Identification de l’érable négondo
L’Acer negundo, appelé érable négondo ou érable à feuilles de frêne, est un arbre caduc originaire d’Amérique du Nord. Il se distingue aisément des autres érables par ses feuilles composées pennatisées de trois à cinq folioles irrégulièrement dentées, rappelant celles du frêne commun.
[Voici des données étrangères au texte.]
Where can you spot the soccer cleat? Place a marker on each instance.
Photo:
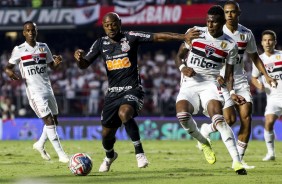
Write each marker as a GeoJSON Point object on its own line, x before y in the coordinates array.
{"type": "Point", "coordinates": [63, 158]}
{"type": "Point", "coordinates": [142, 161]}
{"type": "Point", "coordinates": [245, 165]}
{"type": "Point", "coordinates": [42, 151]}
{"type": "Point", "coordinates": [106, 164]}
{"type": "Point", "coordinates": [269, 157]}
{"type": "Point", "coordinates": [209, 153]}
{"type": "Point", "coordinates": [239, 168]}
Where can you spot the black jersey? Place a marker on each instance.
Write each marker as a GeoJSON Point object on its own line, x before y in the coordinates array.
{"type": "Point", "coordinates": [120, 60]}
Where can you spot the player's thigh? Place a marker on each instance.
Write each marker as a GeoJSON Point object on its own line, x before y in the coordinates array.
{"type": "Point", "coordinates": [109, 116]}
{"type": "Point", "coordinates": [188, 99]}
{"type": "Point", "coordinates": [39, 104]}
{"type": "Point", "coordinates": [273, 106]}
{"type": "Point", "coordinates": [211, 99]}
{"type": "Point", "coordinates": [52, 103]}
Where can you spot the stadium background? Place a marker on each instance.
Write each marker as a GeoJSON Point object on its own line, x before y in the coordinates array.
{"type": "Point", "coordinates": [68, 25]}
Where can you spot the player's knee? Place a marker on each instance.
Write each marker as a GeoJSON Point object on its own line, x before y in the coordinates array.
{"type": "Point", "coordinates": [184, 118]}
{"type": "Point", "coordinates": [218, 121]}
{"type": "Point", "coordinates": [49, 120]}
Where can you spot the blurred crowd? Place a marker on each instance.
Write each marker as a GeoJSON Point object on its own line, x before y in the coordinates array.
{"type": "Point", "coordinates": [78, 3]}
{"type": "Point", "coordinates": [80, 92]}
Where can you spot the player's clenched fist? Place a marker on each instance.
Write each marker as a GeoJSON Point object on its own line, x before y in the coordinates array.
{"type": "Point", "coordinates": [79, 54]}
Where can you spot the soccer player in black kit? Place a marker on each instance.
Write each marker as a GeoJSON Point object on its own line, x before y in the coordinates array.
{"type": "Point", "coordinates": [125, 94]}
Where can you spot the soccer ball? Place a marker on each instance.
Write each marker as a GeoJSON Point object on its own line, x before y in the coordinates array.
{"type": "Point", "coordinates": [80, 164]}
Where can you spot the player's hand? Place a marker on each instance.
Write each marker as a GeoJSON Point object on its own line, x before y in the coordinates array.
{"type": "Point", "coordinates": [238, 99]}
{"type": "Point", "coordinates": [220, 81]}
{"type": "Point", "coordinates": [187, 71]}
{"type": "Point", "coordinates": [191, 34]}
{"type": "Point", "coordinates": [272, 82]}
{"type": "Point", "coordinates": [79, 54]}
{"type": "Point", "coordinates": [57, 59]}
{"type": "Point", "coordinates": [13, 75]}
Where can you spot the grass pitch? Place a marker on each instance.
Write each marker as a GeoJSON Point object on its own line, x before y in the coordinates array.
{"type": "Point", "coordinates": [171, 162]}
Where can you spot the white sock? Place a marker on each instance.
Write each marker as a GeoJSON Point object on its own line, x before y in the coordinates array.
{"type": "Point", "coordinates": [207, 130]}
{"type": "Point", "coordinates": [241, 146]}
{"type": "Point", "coordinates": [227, 136]}
{"type": "Point", "coordinates": [43, 138]}
{"type": "Point", "coordinates": [188, 123]}
{"type": "Point", "coordinates": [54, 139]}
{"type": "Point", "coordinates": [269, 141]}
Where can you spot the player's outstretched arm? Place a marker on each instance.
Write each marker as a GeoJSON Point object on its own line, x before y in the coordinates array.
{"type": "Point", "coordinates": [81, 62]}
{"type": "Point", "coordinates": [180, 57]}
{"type": "Point", "coordinates": [168, 36]}
{"type": "Point", "coordinates": [259, 64]}
{"type": "Point", "coordinates": [9, 70]}
{"type": "Point", "coordinates": [257, 83]}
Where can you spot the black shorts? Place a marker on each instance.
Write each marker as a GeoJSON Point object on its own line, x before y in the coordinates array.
{"type": "Point", "coordinates": [110, 118]}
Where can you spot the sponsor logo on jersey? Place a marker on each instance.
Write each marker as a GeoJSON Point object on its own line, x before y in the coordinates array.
{"type": "Point", "coordinates": [139, 34]}
{"type": "Point", "coordinates": [36, 57]}
{"type": "Point", "coordinates": [270, 67]}
{"type": "Point", "coordinates": [36, 70]}
{"type": "Point", "coordinates": [209, 50]}
{"type": "Point", "coordinates": [125, 46]}
{"type": "Point", "coordinates": [119, 63]}
{"type": "Point", "coordinates": [41, 49]}
{"type": "Point", "coordinates": [223, 45]}
{"type": "Point", "coordinates": [242, 37]}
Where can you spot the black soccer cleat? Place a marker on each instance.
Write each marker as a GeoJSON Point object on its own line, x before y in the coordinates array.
{"type": "Point", "coordinates": [241, 172]}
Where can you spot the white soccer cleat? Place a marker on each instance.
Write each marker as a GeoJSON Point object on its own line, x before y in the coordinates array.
{"type": "Point", "coordinates": [245, 165]}
{"type": "Point", "coordinates": [142, 160]}
{"type": "Point", "coordinates": [106, 164]}
{"type": "Point", "coordinates": [63, 158]}
{"type": "Point", "coordinates": [268, 157]}
{"type": "Point", "coordinates": [42, 151]}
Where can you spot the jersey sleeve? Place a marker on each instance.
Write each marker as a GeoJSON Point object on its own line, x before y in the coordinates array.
{"type": "Point", "coordinates": [255, 71]}
{"type": "Point", "coordinates": [49, 56]}
{"type": "Point", "coordinates": [251, 46]}
{"type": "Point", "coordinates": [232, 55]}
{"type": "Point", "coordinates": [93, 52]}
{"type": "Point", "coordinates": [139, 36]}
{"type": "Point", "coordinates": [15, 56]}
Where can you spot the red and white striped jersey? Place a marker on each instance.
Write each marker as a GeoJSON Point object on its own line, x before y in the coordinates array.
{"type": "Point", "coordinates": [246, 42]}
{"type": "Point", "coordinates": [273, 66]}
{"type": "Point", "coordinates": [208, 54]}
{"type": "Point", "coordinates": [32, 62]}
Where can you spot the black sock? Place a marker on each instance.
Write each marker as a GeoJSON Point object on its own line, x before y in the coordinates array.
{"type": "Point", "coordinates": [133, 132]}
{"type": "Point", "coordinates": [109, 147]}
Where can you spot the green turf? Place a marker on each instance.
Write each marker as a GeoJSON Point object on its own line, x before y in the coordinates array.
{"type": "Point", "coordinates": [171, 162]}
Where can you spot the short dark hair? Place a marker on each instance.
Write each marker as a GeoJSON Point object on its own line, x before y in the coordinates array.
{"type": "Point", "coordinates": [270, 32]}
{"type": "Point", "coordinates": [217, 10]}
{"type": "Point", "coordinates": [29, 22]}
{"type": "Point", "coordinates": [233, 3]}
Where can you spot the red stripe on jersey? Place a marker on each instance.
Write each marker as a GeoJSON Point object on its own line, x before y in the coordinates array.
{"type": "Point", "coordinates": [217, 51]}
{"type": "Point", "coordinates": [27, 57]}
{"type": "Point", "coordinates": [278, 63]}
{"type": "Point", "coordinates": [242, 44]}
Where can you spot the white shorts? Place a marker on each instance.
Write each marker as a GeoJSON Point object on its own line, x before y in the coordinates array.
{"type": "Point", "coordinates": [44, 104]}
{"type": "Point", "coordinates": [273, 106]}
{"type": "Point", "coordinates": [200, 93]}
{"type": "Point", "coordinates": [242, 89]}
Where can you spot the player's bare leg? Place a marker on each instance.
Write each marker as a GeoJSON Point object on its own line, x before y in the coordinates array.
{"type": "Point", "coordinates": [269, 136]}
{"type": "Point", "coordinates": [54, 138]}
{"type": "Point", "coordinates": [108, 141]}
{"type": "Point", "coordinates": [126, 113]}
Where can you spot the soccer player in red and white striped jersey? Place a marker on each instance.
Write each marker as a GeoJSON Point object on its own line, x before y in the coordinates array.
{"type": "Point", "coordinates": [33, 58]}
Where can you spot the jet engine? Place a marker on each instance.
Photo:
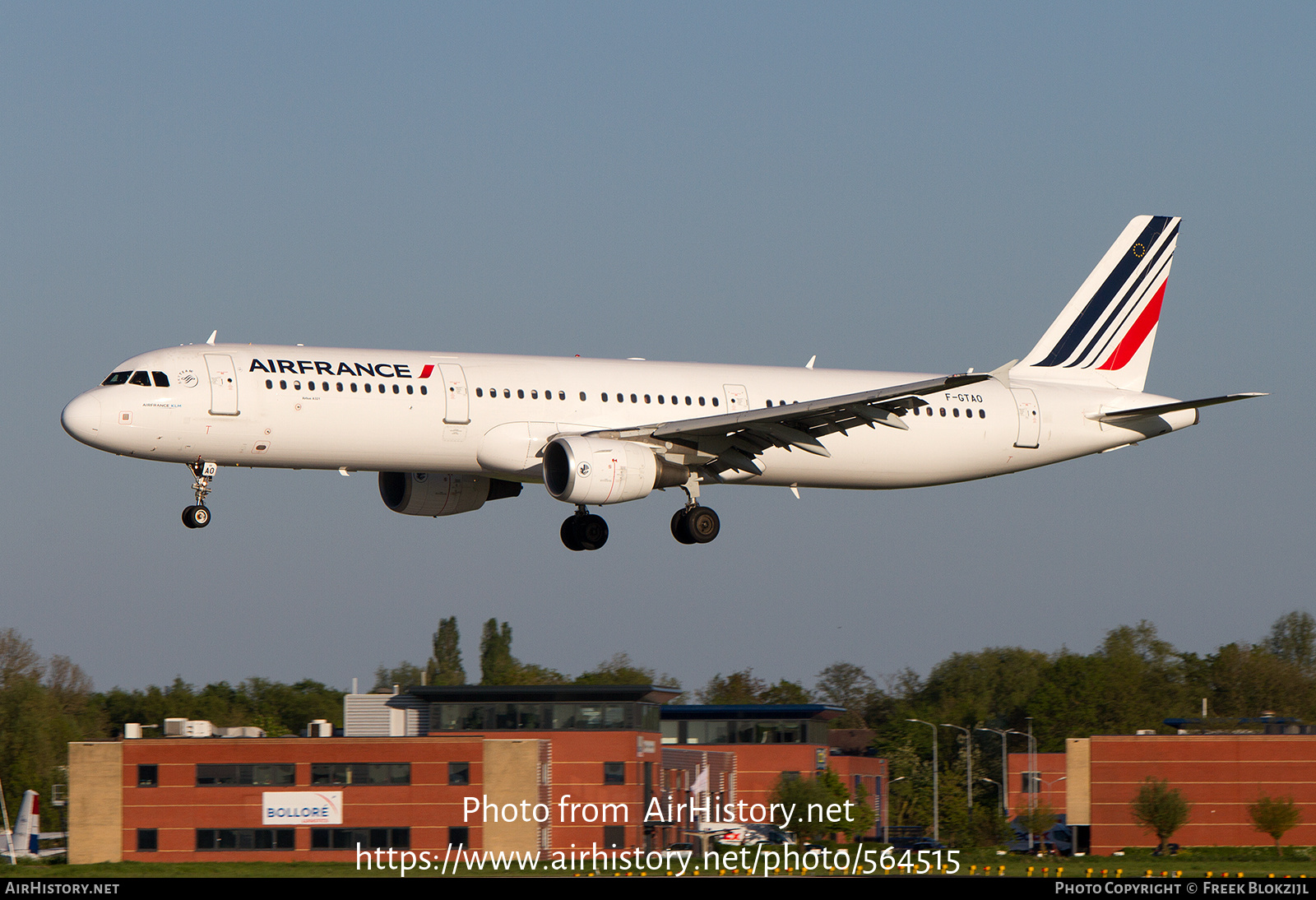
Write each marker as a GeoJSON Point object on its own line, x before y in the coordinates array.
{"type": "Point", "coordinates": [441, 494]}
{"type": "Point", "coordinates": [596, 471]}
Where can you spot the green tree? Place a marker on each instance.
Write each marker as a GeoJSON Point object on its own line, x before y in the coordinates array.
{"type": "Point", "coordinates": [1293, 638]}
{"type": "Point", "coordinates": [43, 708]}
{"type": "Point", "coordinates": [807, 799]}
{"type": "Point", "coordinates": [620, 670]}
{"type": "Point", "coordinates": [445, 666]}
{"type": "Point", "coordinates": [498, 666]}
{"type": "Point", "coordinates": [737, 689]}
{"type": "Point", "coordinates": [405, 675]}
{"type": "Point", "coordinates": [1274, 816]}
{"type": "Point", "coordinates": [1160, 810]}
{"type": "Point", "coordinates": [787, 694]}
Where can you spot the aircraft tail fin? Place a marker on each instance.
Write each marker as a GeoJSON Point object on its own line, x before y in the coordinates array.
{"type": "Point", "coordinates": [26, 828]}
{"type": "Point", "coordinates": [1105, 332]}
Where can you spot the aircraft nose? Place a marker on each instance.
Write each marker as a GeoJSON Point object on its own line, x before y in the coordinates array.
{"type": "Point", "coordinates": [82, 419]}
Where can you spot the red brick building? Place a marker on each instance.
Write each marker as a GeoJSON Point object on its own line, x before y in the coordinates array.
{"type": "Point", "coordinates": [490, 768]}
{"type": "Point", "coordinates": [1219, 775]}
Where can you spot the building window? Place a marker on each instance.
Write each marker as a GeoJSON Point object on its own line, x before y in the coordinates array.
{"type": "Point", "coordinates": [348, 838]}
{"type": "Point", "coordinates": [276, 774]}
{"type": "Point", "coordinates": [245, 838]}
{"type": "Point", "coordinates": [359, 774]}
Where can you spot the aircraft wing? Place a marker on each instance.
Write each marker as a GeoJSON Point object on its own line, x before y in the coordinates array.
{"type": "Point", "coordinates": [1142, 412]}
{"type": "Point", "coordinates": [732, 441]}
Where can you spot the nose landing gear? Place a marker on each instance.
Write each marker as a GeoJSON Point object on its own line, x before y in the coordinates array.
{"type": "Point", "coordinates": [585, 531]}
{"type": "Point", "coordinates": [199, 516]}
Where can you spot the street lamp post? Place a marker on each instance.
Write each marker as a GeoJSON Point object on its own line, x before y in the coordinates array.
{"type": "Point", "coordinates": [969, 766]}
{"type": "Point", "coordinates": [1004, 766]}
{"type": "Point", "coordinates": [936, 794]}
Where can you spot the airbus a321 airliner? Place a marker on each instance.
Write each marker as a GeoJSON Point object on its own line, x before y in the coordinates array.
{"type": "Point", "coordinates": [449, 432]}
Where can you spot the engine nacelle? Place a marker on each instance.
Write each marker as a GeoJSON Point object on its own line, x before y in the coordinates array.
{"type": "Point", "coordinates": [441, 494]}
{"type": "Point", "coordinates": [583, 470]}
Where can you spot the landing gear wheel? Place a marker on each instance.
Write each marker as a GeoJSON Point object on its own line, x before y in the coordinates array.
{"type": "Point", "coordinates": [591, 531]}
{"type": "Point", "coordinates": [569, 536]}
{"type": "Point", "coordinates": [678, 528]}
{"type": "Point", "coordinates": [702, 525]}
{"type": "Point", "coordinates": [585, 531]}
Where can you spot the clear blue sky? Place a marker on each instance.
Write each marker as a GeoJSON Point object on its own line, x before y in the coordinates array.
{"type": "Point", "coordinates": [901, 187]}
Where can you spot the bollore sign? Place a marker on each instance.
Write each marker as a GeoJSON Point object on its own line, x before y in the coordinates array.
{"type": "Point", "coordinates": [302, 808]}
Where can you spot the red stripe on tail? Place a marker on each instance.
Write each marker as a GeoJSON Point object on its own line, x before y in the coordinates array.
{"type": "Point", "coordinates": [1138, 335]}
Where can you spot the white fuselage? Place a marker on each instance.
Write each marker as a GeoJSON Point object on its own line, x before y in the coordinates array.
{"type": "Point", "coordinates": [300, 407]}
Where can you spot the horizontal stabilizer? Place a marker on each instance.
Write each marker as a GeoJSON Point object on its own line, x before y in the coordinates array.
{"type": "Point", "coordinates": [1144, 412]}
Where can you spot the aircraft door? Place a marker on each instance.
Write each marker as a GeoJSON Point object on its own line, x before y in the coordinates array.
{"type": "Point", "coordinates": [1030, 417]}
{"type": "Point", "coordinates": [224, 384]}
{"type": "Point", "coordinates": [737, 397]}
{"type": "Point", "coordinates": [458, 410]}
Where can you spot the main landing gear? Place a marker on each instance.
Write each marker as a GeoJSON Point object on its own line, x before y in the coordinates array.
{"type": "Point", "coordinates": [199, 516]}
{"type": "Point", "coordinates": [585, 531]}
{"type": "Point", "coordinates": [695, 525]}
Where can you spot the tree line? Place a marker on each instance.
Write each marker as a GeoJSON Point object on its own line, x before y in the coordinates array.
{"type": "Point", "coordinates": [1132, 680]}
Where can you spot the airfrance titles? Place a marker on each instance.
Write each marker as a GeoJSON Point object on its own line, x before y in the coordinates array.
{"type": "Point", "coordinates": [322, 368]}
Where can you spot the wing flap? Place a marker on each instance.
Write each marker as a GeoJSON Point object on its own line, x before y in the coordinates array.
{"type": "Point", "coordinates": [732, 441]}
{"type": "Point", "coordinates": [1147, 412]}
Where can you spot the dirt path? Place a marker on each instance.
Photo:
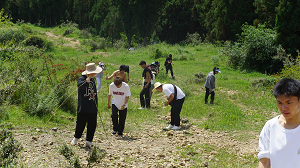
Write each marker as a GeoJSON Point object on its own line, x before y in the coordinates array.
{"type": "Point", "coordinates": [150, 147]}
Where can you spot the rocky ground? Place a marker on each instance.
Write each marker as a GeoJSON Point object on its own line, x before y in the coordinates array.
{"type": "Point", "coordinates": [150, 147]}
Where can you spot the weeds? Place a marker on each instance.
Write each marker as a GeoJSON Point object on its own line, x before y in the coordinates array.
{"type": "Point", "coordinates": [9, 147]}
{"type": "Point", "coordinates": [70, 156]}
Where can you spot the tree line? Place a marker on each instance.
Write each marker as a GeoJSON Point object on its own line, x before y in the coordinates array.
{"type": "Point", "coordinates": [165, 20]}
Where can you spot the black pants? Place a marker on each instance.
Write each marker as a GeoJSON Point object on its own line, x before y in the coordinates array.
{"type": "Point", "coordinates": [212, 97]}
{"type": "Point", "coordinates": [86, 118]}
{"type": "Point", "coordinates": [175, 112]}
{"type": "Point", "coordinates": [118, 119]}
{"type": "Point", "coordinates": [146, 92]}
{"type": "Point", "coordinates": [169, 67]}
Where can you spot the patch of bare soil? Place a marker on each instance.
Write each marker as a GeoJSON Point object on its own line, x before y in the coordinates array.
{"type": "Point", "coordinates": [149, 146]}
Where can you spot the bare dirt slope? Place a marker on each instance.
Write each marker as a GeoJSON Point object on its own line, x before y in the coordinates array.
{"type": "Point", "coordinates": [150, 147]}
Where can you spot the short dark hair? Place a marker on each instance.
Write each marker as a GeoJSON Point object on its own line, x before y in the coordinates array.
{"type": "Point", "coordinates": [287, 87]}
{"type": "Point", "coordinates": [142, 63]}
{"type": "Point", "coordinates": [122, 67]}
{"type": "Point", "coordinates": [117, 81]}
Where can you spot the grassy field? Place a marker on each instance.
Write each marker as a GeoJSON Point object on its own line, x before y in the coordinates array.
{"type": "Point", "coordinates": [239, 106]}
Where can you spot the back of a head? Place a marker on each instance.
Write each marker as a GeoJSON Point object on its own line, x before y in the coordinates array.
{"type": "Point", "coordinates": [117, 81]}
{"type": "Point", "coordinates": [287, 87]}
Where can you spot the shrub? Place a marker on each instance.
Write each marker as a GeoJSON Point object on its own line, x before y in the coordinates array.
{"type": "Point", "coordinates": [194, 39]}
{"type": "Point", "coordinates": [9, 147]}
{"type": "Point", "coordinates": [67, 32]}
{"type": "Point", "coordinates": [256, 50]}
{"type": "Point", "coordinates": [158, 54]}
{"type": "Point", "coordinates": [16, 35]}
{"type": "Point", "coordinates": [35, 41]}
{"type": "Point", "coordinates": [85, 34]}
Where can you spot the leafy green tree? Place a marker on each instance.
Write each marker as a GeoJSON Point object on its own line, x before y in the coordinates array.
{"type": "Point", "coordinates": [266, 12]}
{"type": "Point", "coordinates": [288, 26]}
{"type": "Point", "coordinates": [126, 9]}
{"type": "Point", "coordinates": [97, 15]}
{"type": "Point", "coordinates": [111, 27]}
{"type": "Point", "coordinates": [146, 14]}
{"type": "Point", "coordinates": [225, 18]}
{"type": "Point", "coordinates": [175, 20]}
{"type": "Point", "coordinates": [256, 50]}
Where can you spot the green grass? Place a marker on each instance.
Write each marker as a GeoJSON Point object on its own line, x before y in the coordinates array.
{"type": "Point", "coordinates": [238, 105]}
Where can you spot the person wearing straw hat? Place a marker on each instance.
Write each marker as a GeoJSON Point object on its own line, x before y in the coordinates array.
{"type": "Point", "coordinates": [87, 104]}
{"type": "Point", "coordinates": [99, 76]}
{"type": "Point", "coordinates": [119, 73]}
{"type": "Point", "coordinates": [210, 85]}
{"type": "Point", "coordinates": [175, 100]}
{"type": "Point", "coordinates": [120, 92]}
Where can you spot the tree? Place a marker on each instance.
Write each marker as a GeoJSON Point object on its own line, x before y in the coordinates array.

Ses rameaux verts parfois glauques, ses fleurs unisexuées en grappes pendantes apparaissant avant les feuilles et ses fruits en doubles samaras caractéristiques permettent une identification fiable en toute saison.
Introduit en Europe dès le XVIIe siècle comme arbre d’ornement et de haie, il s’est naturalisé dans de nombreuses régions françaises. Ses foyers d’invasion sont particulièrement denses le long de la Loire, du Rhône et de leurs affluents, dans les plaines alluviales et les ripisylves. L’arbre supporte bien les pluées abondantes, les terrains humides comme les milieux sémillons légèrement sec et pousse aussi bien en ville qu’à la campagne.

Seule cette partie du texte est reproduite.